While the Cold War was ongoing, this fixation on the economy still had some element of higher purpose in the fight against communism. But the collapse of the USSR put an end to that. With nobody left to fight, we elevated the economy to the rank of demigod through the neoliberal agenda. The last vestiges of the notion that the economy should serve some higher purpose were dismissed. It would now be society which was subordinate to the economy.
Of course, the financialisation process had begun well before then. The neoliberal agenda simply elevated it to the official state religion; well, the globalist religion. The result is a system that runs on the very simple rule that we mentioned at the beginning of this post: monetise everything. Finance has now been allowed to intervene in every aspect of life. Nothing happens anymore without money changing hands.

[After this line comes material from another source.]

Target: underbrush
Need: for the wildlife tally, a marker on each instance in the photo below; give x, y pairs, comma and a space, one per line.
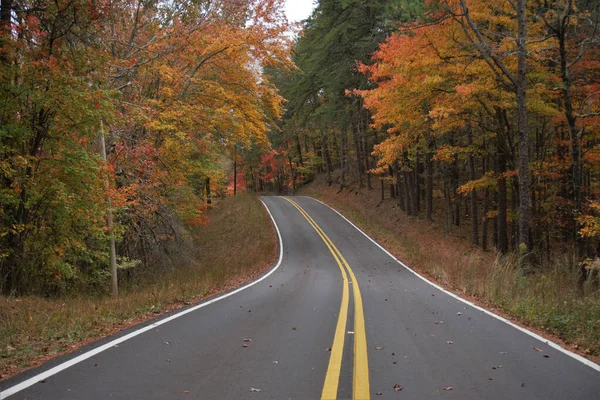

Perhaps the easiest way to see that is to look at all the activities that would once have belonged inextricably to the non-monetary economy of the household. Nobody even has the idea of growing their own food anymore. Making or mending clothes is a forgotten skill. The raising of children has been outsourced to schools and childcare centres. Even the preparation and cooking of food has been handed over to the market, if the prevalence of food delivery drivers on scooters is any indication. The household is now a place of consumption, not production. It, too, has been monetised.
So complete has the financialisation process been in the last few decades that, at this point, you’d have to say that we are running out of things to monetise. Perhaps the next step will be to start charging people for the privilege of existing. How about a fixed rate of $1.95 for every hour you’re alive. We’ll call it the Life Tax. Or maybe $0.01 per breath taken: the Oxygen Tax. Wim Hof could adapt his deep breathing technique to help lower the amount of tax us useless breathers need to pay to the bankers and bureaucrats.
Jokes aside, it really does seem that we have now entered a period where there is nothing left to monetise and the financial system is metabolising society instead. We need to get back to the idea that the economy should serve us, not the other way around. In order to get there, however, we’ll have to figure out some value system other than the Dogma of Money.